Dumping syndrome is a common complication following gastric, esophageal, and bariatric surgery. It affects about 20% of patients after vagotomy with pyloroplasty, up to 30% after Roux-en-Y gastric bypass (RYGB), around 15% after sleeve gastrectomy, and as many as 50% after esophagectomy. These procedures alter the anatomy of the stomach and its innervation, causing undigested food to enter the small intestine too rapidly. Dumping syndrome includes symptoms that may appear together or separately, allowing for a classification into early and late dumping syndrome. These symptoms are often debilitating, emotionally distressing, and may lead to weight loss and reduced quality of life. 
 
Typically, symptoms of early dumping syndrome occur within the first hour after a meal and include gastrointestinal symptoms (such as abdominal pain, bloating, nausea, vomiting, and diarrhea) and vasomotor symptoms (such as pallor, palpitations, sweating, tachycardia, hypotension, fatigue, a desire to lie down, and rarely, syncope). The underlying mechanisms involve osmotic effects, autonomic neuronal responses, and the release of peptide hormones, including vasoactive substances (like neurotensin and vasoactive intestinal peptide), incretins (like glucagon-like peptide 1 [GLP1]), YY gastric inhibitory polypeptide, and glucose modulators (such as insulin and glucagon). 
 
The symptoms of late dumping syndrome usually appear between one and three hours after a meal and primarily result from hypoglycemia (nadir <2.8-3.0 mmol/L). This is largely due to an incretin-driven hyperinsulinemic response following carbohydrate intake. Symptoms of hypoglycemia include neuroglycopenic symptoms (such as fatigue, weakness, concentration difficulties, intense hunger, and clouded consciousness) and signs of vagal and sympathetic activation (such as sweating, palpitations, tremors, and irritability). 

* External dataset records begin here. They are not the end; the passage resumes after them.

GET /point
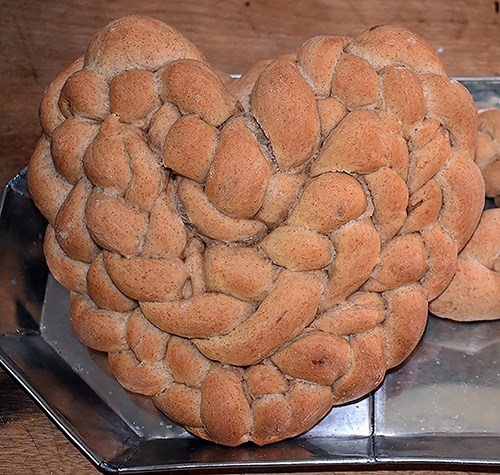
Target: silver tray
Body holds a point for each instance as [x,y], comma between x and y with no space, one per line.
[441,407]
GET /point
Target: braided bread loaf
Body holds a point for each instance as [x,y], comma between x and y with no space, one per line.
[250,253]
[474,292]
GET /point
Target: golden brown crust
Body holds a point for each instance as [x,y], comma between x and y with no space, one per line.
[474,292]
[250,253]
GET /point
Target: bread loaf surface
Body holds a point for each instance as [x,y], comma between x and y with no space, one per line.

There is no specific need for macro- or micronutrients in dumping syndrome. Carbohydrate restriction is discussed in detail in the section 'Practical tips for dietary modification. 

Aims of Nutritional Therapy

• Aims of Nutritional Therapy
• Relieve postprandial discomfort
• Increase energy and protein intake
• Maintain/improve nutritional status and body function
• Prevent malnutrition/nutrient deficiencies

To identify malnourished patients early, a nutritional risk screening should be conducted at least twice a year.

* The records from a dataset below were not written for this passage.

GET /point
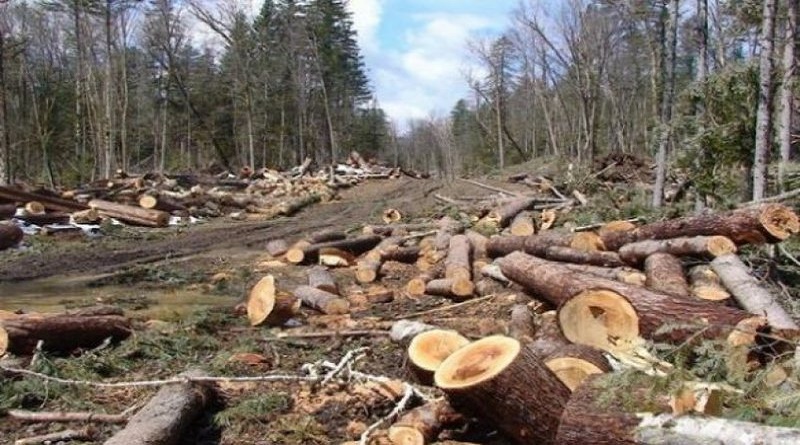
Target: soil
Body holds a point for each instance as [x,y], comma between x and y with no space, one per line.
[142,269]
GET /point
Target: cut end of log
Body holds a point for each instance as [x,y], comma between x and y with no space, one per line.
[429,349]
[477,362]
[406,435]
[779,221]
[261,300]
[572,371]
[600,318]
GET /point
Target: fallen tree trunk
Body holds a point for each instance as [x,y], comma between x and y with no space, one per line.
[749,293]
[610,315]
[422,425]
[49,202]
[634,254]
[499,380]
[10,236]
[664,273]
[167,415]
[325,302]
[63,333]
[769,223]
[131,214]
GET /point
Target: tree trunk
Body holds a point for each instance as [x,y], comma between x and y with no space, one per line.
[749,293]
[770,223]
[493,379]
[764,112]
[165,418]
[787,90]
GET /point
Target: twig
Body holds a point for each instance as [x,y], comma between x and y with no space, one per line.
[81,434]
[63,416]
[445,308]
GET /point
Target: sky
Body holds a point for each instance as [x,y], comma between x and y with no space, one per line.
[415,51]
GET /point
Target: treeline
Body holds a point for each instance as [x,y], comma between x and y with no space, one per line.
[91,86]
[705,85]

Energy and protein requirements should be met through oral nutrition whenever possible. If less than 75% of requirements are covered, even with fortification, snacks, or sip feeds, supplementary enteral nutrition should be provided within five days. Complementary parenteral nutrition is indicated if less than 75% of requirements are covered by oral and/or enteral nutrition.

 
Oral Nutrition

The first step should be conservative management of dumping syndrome. Adjusting the diet is crucial, and support from a dietician is highly recommended.

Practical Tips for Dietary Modification (Initial Measures)

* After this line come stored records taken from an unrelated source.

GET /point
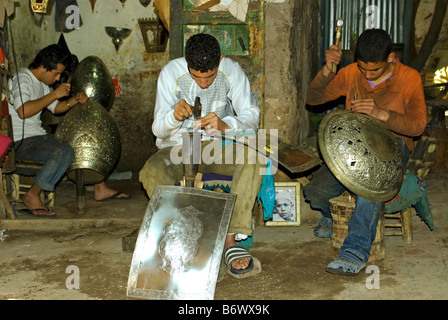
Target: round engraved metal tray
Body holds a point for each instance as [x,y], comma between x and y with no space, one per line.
[362,154]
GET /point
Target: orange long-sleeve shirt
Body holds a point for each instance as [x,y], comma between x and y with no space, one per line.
[401,96]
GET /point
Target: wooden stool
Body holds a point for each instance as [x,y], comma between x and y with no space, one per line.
[23,179]
[341,209]
[399,224]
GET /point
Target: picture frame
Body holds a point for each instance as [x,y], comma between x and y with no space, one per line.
[287,205]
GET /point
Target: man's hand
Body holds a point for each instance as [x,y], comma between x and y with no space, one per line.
[62,91]
[332,55]
[211,123]
[369,107]
[182,110]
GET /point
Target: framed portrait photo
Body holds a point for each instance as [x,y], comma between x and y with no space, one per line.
[287,205]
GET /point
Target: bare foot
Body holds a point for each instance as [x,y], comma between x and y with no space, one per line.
[237,264]
[33,202]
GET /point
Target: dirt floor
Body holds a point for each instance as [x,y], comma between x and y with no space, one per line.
[38,255]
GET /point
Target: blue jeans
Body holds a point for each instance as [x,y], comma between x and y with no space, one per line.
[362,225]
[57,156]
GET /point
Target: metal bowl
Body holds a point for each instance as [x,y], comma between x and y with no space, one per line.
[362,154]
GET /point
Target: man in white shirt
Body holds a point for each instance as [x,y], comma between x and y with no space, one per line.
[227,106]
[30,95]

• Eat at least six times throughout the day.
• Eat slowly and chew thoroughly.
• Limit very salty snacks (chips, salted nuts, French fries, etc.) and sugary foods (sorbet, sweetened drinks, honey, caramel, etc.).
• Avoid meals consisting solely of carbohydrates; always combine carbohydrates with other (ideally all) macronutrients (protein, fat, dietary fiber).
• Carbohydrates, quantity: Limit to ≤30 g CH per meal (adjust as needed based on glucose levels).
• Carbohydrates, quality: Choose high-fiber foods (nutrition label: total carbohydrate-to-fiber ratio ≤5:1). Increase resistant starch (cool starchy foods for 12 hours after heating), select foods with a low glycemic index, and minimize processed carbs (table sugar and white flour).
• If having dessert, consume it 90 minutes after the main meal, ideally as a protein- or fat-rich option. For sweeteners, use small amounts of fructose, erythritol, or non-caloric alternatives.
• Protein/amino acids: Try arginine- or glutamine-rich foods to stimulate glucagon (supplementation possible, e.g., 2.5 g arginine).
• For nocturnal hypoglycemia (substrate deficiency due to malnutrition): Consider taking Glycosade® or Maizena® (starting with 15–20g).
• Consider adding soluble dietary fiber supplements: guar (Digesan®, Optifibre®), pectin. These slow carbohydrate absorption and reduce the release of insulinotropic factors; e.g., take 5-15 g before/with meals.
• Drink about 20 minutes before or after meals, but avoid drinking during meals.
• Limit alcohol and caffeine intake significantly.
• If necessary, lie down for 15–30 minutes after eating or consider eating while lying down.

Enteral Nutrition

In cases with a high risk of dumping syndrome, enteral nutrition (via gastric or jejunal route) should be administered continuously using an enteral feeding pump. Bolus feeding or excessively high infusion rates can exacerbate dumping-like symptoms. As tolerance improves, continuous feeding can be gradually switched to intermittent, slow administration of larger volumes overnight at the highest tolerated infusion rate.

Parenteral Nutrition

With complementary or total parenteral nutrition, severe symptoms of dumping syndrome can be significantly reduced, and with total parenteral nutrition, they may be entirely eliminated.

Diagnostic

A suspicion of dumping syndrome arises from the simultaneous occurrence of multiple suggestive symptoms (see Introduction), particularly in patients who have undergone stomach or esophageal surgery.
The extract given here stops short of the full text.